The Vietnamese have put their own
particularly delicious stamp on Singapore noodles, which are popular
throughout South East Asia. In Saigon, the noodles are standard street and
cafe food, an ideal meal for anyone feeling a little peckish. At the
Singapore noodle stalls, batches of cold, cooked noodles are kept ready to
add to the delicious concoction cooking in the wok. At home, you can make
this dish with any kind of noodles - egg or rice, fresh or dried.
Onion, finely chopped
Garlic, finely chopped
Green or red Thai chilies, seeded and finely chopped
Fresh root ginger, peeled and finely chopped
Spring onions (scallions), finely chopped
Skinless chicken breast fillet, cut into bite-size strips
Pork, cut into bite-size strips
Tomatoes, skinned, seeded and chopped
Water or fish stock
Fresh rice sticks (vermicelli)
Ground black pepper
Fresh basil and mint, stalks removed, leaves shredded
Nuoc cham, to serve
Heat a wok or heavy pan and add the oil.
Stir in the onion, garlic, chilies and
ginger, and cook until they begin to color. Add the spring onions and
cook for 1 minute, add the chicken and pork, and cook for 1-2 minutes.
Then stir in the shrimps.
Add the tomatoes, followed by the tamarind
paste, nuoc mam, lime juice and rind, and sugar.

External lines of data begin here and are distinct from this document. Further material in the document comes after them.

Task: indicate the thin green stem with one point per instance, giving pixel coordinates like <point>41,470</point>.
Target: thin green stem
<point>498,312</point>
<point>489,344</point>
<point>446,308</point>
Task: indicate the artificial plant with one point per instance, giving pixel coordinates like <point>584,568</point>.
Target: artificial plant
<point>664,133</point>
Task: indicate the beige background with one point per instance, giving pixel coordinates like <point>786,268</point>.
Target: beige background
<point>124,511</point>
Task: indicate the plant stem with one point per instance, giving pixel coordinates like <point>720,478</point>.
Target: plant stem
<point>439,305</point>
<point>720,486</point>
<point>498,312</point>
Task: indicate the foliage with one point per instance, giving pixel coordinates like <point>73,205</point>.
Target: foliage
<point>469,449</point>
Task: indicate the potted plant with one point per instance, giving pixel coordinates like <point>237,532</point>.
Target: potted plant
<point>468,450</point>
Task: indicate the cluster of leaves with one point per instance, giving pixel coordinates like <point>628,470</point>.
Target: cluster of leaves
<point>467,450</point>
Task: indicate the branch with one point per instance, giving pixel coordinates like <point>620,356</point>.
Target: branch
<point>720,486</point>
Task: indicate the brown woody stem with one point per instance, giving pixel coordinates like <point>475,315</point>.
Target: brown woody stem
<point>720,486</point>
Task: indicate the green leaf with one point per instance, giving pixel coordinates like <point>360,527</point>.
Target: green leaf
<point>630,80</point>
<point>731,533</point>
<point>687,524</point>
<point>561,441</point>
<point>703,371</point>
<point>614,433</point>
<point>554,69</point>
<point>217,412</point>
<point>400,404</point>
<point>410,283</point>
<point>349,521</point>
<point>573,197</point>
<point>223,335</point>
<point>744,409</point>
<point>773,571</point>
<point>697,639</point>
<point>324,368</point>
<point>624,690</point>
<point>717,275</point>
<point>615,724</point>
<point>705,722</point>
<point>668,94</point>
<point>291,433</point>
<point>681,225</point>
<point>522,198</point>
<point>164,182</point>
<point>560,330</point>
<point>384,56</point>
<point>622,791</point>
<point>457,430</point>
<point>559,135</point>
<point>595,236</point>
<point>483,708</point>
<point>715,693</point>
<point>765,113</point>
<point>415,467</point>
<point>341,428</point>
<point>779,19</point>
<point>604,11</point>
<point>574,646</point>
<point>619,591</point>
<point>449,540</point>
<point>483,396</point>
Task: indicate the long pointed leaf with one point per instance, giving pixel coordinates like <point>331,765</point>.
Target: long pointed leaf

Pour in the water or fish stock, and cook
gently for 2-3 minutes.
Meanwhile, toss the noodles in a pan of
boiling water and cook for a few minutes until tender. Drain them and
add the chicken and shrimp mixture.
Season with salt and ground black pepper
and serve immediately, with plenty of basil and mint scattered over the
top, and drizzled with spoonfuls of nuoc cham.
There are endless variations of this
classic dish - the only key is to keep the sauce dry, cut the meat and
fish into small pieces and, most importantly, toss in the noodles at the
last minute. The addition of fresh basil and nuoc cham lends a distinct
Vietnamese flavor but you may also add strips of squid or slices of
Chinese sausage to the mixture in the wok.